Another way to compare performance and efficiency is to look at quality. There are two common gear-quality indicators that all engineers understand. One is that too much noise and vibration means low precision and limited life. Rotating machines that are noisy and vibrate can have any number of quality issues: improperly balanced rotating components; mating components with excessive tolerances; and components that are not rigid enough, flexing under load and leading to misalignment.
Noise from helical gearing is approximately 10 to 12 dB(A) lower than that from spur gearing. In human terms, that means 16 helical gear units generate as much noise as eight worm gears or a single spur-gear unit.

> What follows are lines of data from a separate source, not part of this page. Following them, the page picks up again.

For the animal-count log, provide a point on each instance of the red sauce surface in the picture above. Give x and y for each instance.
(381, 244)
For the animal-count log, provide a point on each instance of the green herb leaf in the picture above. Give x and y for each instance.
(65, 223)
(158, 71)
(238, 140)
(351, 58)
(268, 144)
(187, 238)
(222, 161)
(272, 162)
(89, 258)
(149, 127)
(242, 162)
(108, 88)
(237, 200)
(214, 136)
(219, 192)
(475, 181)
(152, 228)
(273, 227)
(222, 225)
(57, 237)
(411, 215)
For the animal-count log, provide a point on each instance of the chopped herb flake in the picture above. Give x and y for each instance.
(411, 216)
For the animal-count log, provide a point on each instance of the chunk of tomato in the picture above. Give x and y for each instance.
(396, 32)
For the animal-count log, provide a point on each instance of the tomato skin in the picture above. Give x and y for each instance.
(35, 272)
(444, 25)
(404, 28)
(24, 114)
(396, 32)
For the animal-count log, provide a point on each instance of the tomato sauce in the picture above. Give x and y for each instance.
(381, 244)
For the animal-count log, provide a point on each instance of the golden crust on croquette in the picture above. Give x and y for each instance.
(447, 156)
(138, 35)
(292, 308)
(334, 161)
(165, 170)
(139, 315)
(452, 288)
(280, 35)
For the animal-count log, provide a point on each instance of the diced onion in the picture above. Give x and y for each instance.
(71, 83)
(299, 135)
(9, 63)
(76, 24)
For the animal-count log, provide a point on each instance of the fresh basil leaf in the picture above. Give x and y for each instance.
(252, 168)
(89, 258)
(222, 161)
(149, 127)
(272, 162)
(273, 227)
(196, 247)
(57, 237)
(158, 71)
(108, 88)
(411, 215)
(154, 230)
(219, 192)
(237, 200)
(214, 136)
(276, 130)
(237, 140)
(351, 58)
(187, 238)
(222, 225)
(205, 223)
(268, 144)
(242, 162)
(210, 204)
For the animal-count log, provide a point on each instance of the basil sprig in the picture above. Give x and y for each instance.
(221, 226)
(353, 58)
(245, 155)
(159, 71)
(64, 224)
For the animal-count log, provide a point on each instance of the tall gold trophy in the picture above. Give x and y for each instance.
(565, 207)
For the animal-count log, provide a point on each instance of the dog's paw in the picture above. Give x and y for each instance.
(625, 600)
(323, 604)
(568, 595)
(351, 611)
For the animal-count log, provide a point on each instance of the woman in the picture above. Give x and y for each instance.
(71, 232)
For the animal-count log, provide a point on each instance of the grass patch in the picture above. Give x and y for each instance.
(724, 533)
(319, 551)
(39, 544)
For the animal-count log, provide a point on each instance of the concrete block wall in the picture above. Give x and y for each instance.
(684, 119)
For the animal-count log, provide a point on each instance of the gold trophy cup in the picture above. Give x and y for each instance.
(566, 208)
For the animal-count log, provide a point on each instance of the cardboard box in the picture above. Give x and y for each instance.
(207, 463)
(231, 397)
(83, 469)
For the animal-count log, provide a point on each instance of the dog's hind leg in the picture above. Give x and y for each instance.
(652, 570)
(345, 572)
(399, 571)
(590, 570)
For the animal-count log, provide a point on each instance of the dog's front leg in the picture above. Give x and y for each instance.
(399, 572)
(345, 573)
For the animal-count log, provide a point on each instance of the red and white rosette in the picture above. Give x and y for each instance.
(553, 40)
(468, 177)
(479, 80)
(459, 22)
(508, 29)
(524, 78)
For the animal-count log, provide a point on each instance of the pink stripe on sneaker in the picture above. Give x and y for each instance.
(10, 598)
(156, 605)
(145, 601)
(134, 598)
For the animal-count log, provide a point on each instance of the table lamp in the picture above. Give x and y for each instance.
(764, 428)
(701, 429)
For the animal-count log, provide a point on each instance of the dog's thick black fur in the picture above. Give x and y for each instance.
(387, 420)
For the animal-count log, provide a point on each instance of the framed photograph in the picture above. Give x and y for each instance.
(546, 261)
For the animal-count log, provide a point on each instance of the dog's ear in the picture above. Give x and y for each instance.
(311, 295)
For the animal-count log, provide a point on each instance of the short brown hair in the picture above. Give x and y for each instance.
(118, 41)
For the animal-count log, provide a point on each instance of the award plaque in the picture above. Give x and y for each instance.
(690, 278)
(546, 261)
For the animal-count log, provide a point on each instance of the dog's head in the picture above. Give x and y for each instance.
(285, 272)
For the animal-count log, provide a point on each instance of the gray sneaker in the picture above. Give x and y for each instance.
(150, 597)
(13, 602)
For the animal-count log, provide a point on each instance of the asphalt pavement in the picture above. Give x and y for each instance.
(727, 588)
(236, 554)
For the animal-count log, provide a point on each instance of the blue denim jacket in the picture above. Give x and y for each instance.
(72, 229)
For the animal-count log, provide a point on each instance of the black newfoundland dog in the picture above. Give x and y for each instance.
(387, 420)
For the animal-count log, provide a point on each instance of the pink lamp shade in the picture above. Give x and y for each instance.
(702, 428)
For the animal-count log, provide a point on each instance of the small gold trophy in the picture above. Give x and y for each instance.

The second quality indicator is excessive heat. It equates to low efficiency and wasted energy. Heat generation in rotating machines can also have many causes, including inefficient design, misalignment, incorrect fits, and seal drag. Unfortunately, low-quality gear reducers are major contributors to excessive energy consumption. These gearboxes typically get so hot you cannot keep your hand on them for more than a second or two.
Helical gearing is 20 to 30% more efficient than single-stage worm gearing. That not only means cooler operation. With a 2-hp motor, helical gears can save up to 4,000 kW-hr annually. Or engineers can opt for a smaller motor simply because of lower gear-reducer losses, which saves on the initial investment.